Police probe death of Beetham newborn

The content originally appeared on: Trinidad and Tobago Newsday

Baby Jerel Bains. –

A Beetham woman is mourning the loss of her six-week-old premature baby who was pronounced dead after being taken to hospital in the morning on June 13.

Shortly after 10 am on June 13, Akisha Bains and Jerome Williams took their son Jerel Bains to the neonatal intensive care unit (NICU) at the Port of Spain General Hospital (PoSGH).

Jerel was unresponsive and doctors tried to resuscitate him but were unsuccessful.

The doctors saw bruises on his chest area and at around 7 pm that day, reported the baby’s death to the police.

Baby Jerel spent one month in hospital after he was born on May 4 and had been home with his family for two weeks.

He was sleeping next to his two other siblings and his mother at their Main Street, Beetham Gardens, home on June 13 at around 4 am when relatives heard someone call out to Williams.

They told the person he wasn’t home and only then did the person announce themselves as police.

Relatives say police told them they had a warrant for Williams arrest for outstanding child-maintenance payments and then accused them of lying about his whereabouts.

Relatives continued to maintain he was not at home but said police jumped the wall and entered the yard.

“I look out the window and see one of them lean up against the wall and another stand on his shoulder and jump over and unlock the gate for the rest of them,” Williams’s sister said.

Relatives said they told the police there were children in the house who were sleeping but said police accused them of trying to “cover” for Williams.

Bains had just finished feeding Jerel and putting him back to sleep as she was trying to maintain the feeding schedule he had at the hospital.

She was still awake and went outside to see what the commotion was about.

By then, relatives said police had entered the house and began searching for Williams.

Williams’s sister stood by the bedroom door as an officer searched the room in which Jerel was sleeping.

Akisha Bains. –

The police left around 5 am and Bains said she went back to sleep.

She awoke a few hours later and got her older son ready and walked him to school.

Upon returning home, she tried to wake Jerel to feed him but he was unresponsive.

His limbs felt cold and when Bains saw dried blood near his nose, she raised an alarm.

She said Williams tried to perform CPR on the baby on the way to the hospital but doctors said he was dead by the time they arrived.

Bains said the CPR caused the bruises on the baby’s chest.

She said she was distraught as her son, although premature, was perfectly healthy before he died.

“He went for his check-up just last Friday and he was fine and there were no issues. He was putting on weight and everything was good. I had no sign to say that something was going wrong with him.”

She said she hoped for answers in her baby’s death but said she was told she would have to wait up to six weeks for the autopsy results.

Bains said, in the meantime, the family intended to file a complaint with the Police Complaints Authority (PCA) over concerns about the search.

“The police does come in here and do a lot of unfair to things to people and, to be honest, nothing does really come out of it.”

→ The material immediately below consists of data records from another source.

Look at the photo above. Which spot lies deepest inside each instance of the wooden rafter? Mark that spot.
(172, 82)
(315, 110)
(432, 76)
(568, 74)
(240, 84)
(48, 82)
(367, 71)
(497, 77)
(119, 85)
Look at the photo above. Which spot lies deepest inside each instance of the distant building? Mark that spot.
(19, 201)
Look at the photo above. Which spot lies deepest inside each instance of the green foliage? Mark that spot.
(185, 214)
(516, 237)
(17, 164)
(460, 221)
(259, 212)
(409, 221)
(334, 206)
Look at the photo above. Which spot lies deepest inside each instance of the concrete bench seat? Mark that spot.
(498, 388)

PCA head David West told Newsday he was unaware of the incident but offered his condolences and encouraged Bains and Williams to reach out to the PCA so a preliminary investigation can be launched.

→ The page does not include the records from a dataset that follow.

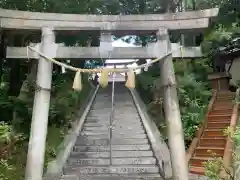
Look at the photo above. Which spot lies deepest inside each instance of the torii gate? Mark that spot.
(108, 25)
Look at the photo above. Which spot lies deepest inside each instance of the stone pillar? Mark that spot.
(125, 66)
(105, 44)
(171, 107)
(36, 148)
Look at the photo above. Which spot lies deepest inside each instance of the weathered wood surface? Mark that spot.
(94, 53)
(174, 21)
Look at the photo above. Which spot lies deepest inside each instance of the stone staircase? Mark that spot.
(132, 155)
(213, 138)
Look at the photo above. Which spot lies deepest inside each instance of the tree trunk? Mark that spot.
(2, 52)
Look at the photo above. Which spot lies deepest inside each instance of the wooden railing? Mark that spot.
(227, 157)
(199, 133)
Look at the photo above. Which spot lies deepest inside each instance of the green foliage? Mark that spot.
(193, 95)
(215, 166)
(14, 133)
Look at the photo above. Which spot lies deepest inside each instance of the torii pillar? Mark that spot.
(171, 107)
(38, 134)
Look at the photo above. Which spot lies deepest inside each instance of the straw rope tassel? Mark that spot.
(130, 79)
(103, 80)
(77, 83)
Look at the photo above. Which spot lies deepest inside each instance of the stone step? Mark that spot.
(115, 161)
(114, 147)
(106, 154)
(96, 124)
(114, 136)
(114, 122)
(112, 177)
(115, 142)
(105, 130)
(132, 169)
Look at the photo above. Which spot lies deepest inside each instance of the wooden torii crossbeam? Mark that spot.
(149, 52)
(108, 25)
(11, 19)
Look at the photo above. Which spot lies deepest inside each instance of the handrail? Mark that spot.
(199, 133)
(111, 118)
(227, 157)
(160, 148)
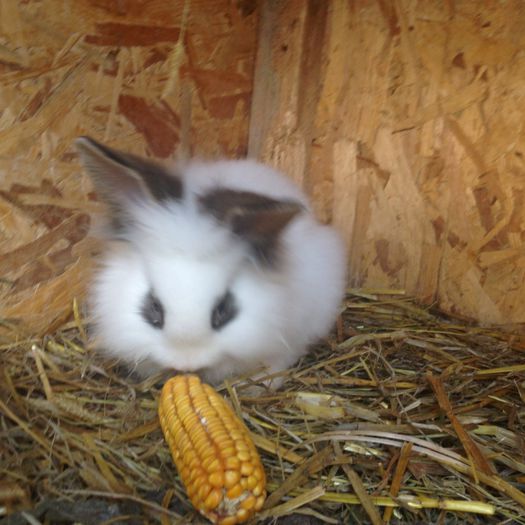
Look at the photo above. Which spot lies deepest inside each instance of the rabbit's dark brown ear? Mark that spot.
(121, 178)
(255, 218)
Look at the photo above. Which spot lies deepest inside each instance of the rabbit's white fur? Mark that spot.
(190, 260)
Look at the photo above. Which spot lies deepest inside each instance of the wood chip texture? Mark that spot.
(404, 120)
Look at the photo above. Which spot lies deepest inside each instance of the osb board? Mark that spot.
(404, 119)
(163, 79)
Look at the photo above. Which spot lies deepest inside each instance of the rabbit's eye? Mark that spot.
(153, 311)
(224, 311)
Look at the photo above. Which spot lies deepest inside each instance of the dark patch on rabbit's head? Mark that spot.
(257, 219)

A senior police official in the Port of Spain Division said any misconduct by the police during the search can only be considered after the baby’s autopsy results.

Asked to comment on the incident, Police Social and Welfare head Gideon Dickson said the family’s version of events raised some “red flags” in his mind.

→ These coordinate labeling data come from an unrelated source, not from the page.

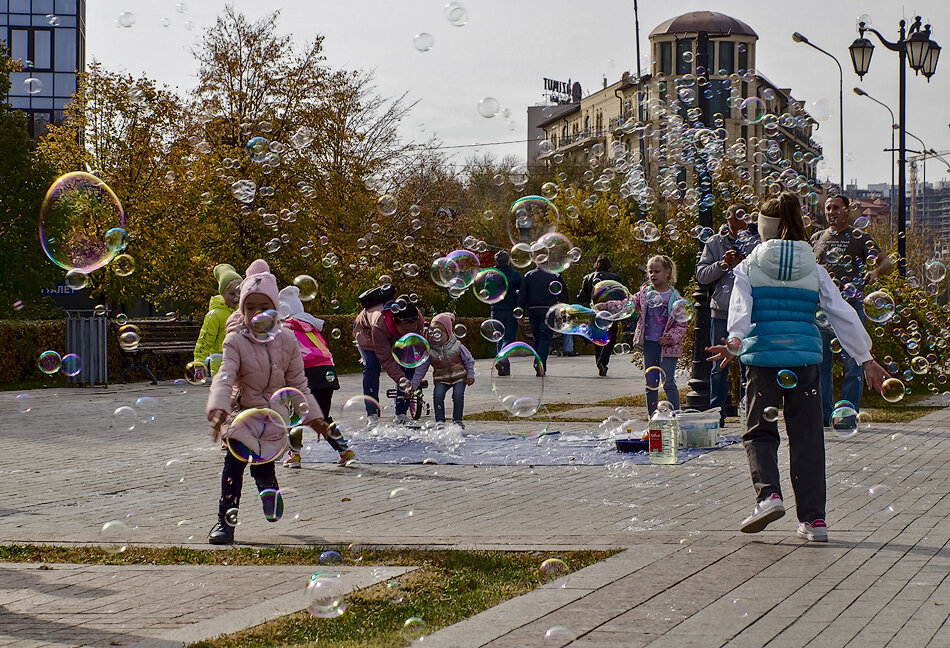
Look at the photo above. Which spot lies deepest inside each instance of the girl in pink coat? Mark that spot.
(260, 358)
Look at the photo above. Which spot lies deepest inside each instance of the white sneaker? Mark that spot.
(817, 531)
(765, 512)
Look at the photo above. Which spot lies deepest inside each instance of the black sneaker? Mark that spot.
(221, 534)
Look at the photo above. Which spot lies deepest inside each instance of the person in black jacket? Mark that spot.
(585, 296)
(503, 311)
(539, 291)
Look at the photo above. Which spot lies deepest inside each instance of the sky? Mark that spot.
(508, 46)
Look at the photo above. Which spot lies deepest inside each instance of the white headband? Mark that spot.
(768, 227)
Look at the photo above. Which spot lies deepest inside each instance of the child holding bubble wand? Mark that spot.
(771, 325)
(260, 358)
(318, 367)
(659, 334)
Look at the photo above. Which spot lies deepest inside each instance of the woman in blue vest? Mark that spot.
(771, 325)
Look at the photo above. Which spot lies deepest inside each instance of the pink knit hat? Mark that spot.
(258, 279)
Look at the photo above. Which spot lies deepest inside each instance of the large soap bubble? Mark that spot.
(76, 219)
(574, 319)
(612, 300)
(520, 388)
(552, 252)
(531, 217)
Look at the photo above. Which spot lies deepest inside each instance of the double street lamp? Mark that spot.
(914, 48)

“The Ts must be crossed and the Is must be dotted because based on the version of events I have heard, some of what (the family) is saying is against standard TTPS (TT Police Service) operating procedure.”

Bains said she would be spending some time with relatives as she could not sleep at home.

While she spoke she had tears in her eyes and they ran down her face as she tried to blink them away.

“I can’t sleep in that bed. I really can’t. I have to go by somebody else to stay because it’s hurting me.”

“I just studying the fact that my baby not here anymore”

Asked if she planned to access counselling, Bains said she was unsure.

“I don’t think it have anything they could tell me to make me feel better, because they can’t bring back my baby!”